As for the alternative terms, note that Rafael Lemkin, a Polish lawyer of Jewish descent who invented the term genocide in 1943/44, “was particularly concerned with food deprivation as a tool of genocide. In his book Axis Rule he devoted more space and attention to Nazi policies of limiting food rations to starvation levels than to gas chambers and killing squads.”
28 May 2021
The Nok/Honey 3,500 years ago: To research diet and subsistence practices of the Nok culture, organic residues of prehistoric pottery excavated from Nok culture sites in Nigeria were analysed. Surprise: one third of vessels contained biomarkers pointing to the presence of beeswax. The article speculates how honey and beeswax were used – taking inspiration also from present-day practices of honey production, harvesting and consumption (alsoof bee larvae). “There are several groups in Africa, such as the Efe foragers of the Ituri Forest, Eastern Zaire, who have historically relied on honey as their main source of food.”
Mozambique: SADC’s record of military interventions (Lesotho 1998, eastern Congo-Kinshasa 2013) is not good and since it lacks “deep contextual knowledge of the drivers of conflict” in Cabo Delgado, “(r)ather than the folly of an intervention (in this quagmire), the region should be encouraging the Mozambican state to address the grievances of the communities in Cabo Delgado.” Decentralising the state, working with communities and making sure the locals benefit from the riches in the ground should be central elements of this.
Mozambique: SADC leaders have agreed to form a joint armed force led by Mozambique to combat terrorists in Cabo Delgado. No numbers were mentioned. Bizarrely though, the announcement was missing from a joint communique.

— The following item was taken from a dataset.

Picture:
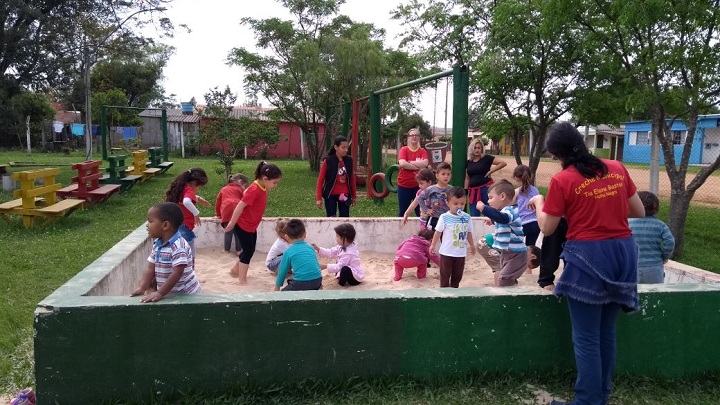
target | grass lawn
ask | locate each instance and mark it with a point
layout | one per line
(37, 261)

BBC Africa Live 28 May 2021. 5:33
Tropical rainforests: If all farmland in the tropics was abandoned overnight and left to turn back into forests or rather replanted with trees, this would not have the major effects on climate that one would think, the authors’ research shows. Oceans and soils elsewhere would absorb less carbon, that is why. Surprising – but purely hypothetical.
Mali: The article, apparently written before Wednesday midday, gives an overview (with a few errors) of events in Mali since Monday. A provision of the transition charter apparently “clearly stipulate(es) that the vice-president cannot himself replace the president of the transitional government”. According to the author, the transition government represents French interests, while Assimi Goïta & Co are critical of the French and are said to be close to Russia. The article’s author puts all his trust in the international community, especially France: “they are the only ones able to resolve this fast-moving situation”.

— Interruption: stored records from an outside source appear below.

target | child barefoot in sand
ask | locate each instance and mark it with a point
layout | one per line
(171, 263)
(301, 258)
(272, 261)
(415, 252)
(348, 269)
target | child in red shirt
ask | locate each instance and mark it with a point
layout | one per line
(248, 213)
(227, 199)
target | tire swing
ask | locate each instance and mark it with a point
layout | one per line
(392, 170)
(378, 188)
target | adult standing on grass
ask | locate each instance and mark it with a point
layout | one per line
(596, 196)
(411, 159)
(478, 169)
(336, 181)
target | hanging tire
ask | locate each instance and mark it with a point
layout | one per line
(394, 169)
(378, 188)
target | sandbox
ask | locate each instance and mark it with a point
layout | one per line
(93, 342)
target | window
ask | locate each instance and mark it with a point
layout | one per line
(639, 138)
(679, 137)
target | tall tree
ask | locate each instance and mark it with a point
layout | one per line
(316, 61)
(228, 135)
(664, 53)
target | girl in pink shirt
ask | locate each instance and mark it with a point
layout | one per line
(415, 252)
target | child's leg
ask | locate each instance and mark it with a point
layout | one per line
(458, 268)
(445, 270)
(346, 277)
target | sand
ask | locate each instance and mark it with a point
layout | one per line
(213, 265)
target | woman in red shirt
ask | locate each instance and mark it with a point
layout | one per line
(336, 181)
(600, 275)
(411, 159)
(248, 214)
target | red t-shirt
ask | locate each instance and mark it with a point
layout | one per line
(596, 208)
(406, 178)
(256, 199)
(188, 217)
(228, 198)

Congo-Kinshasa: With tremors continuing and cracks appearing in the earth, Goma is half empty amid fears of another volcanic eruption of Mount Nyiragongo, a tsunami in Lake Kivu due to lava flows into its waters and a toxic gas cloud. As many as 400,000 people are thought to have fled and need to be taken care of. Officials have yesterday Thursday ordered a partial evacuation of the city.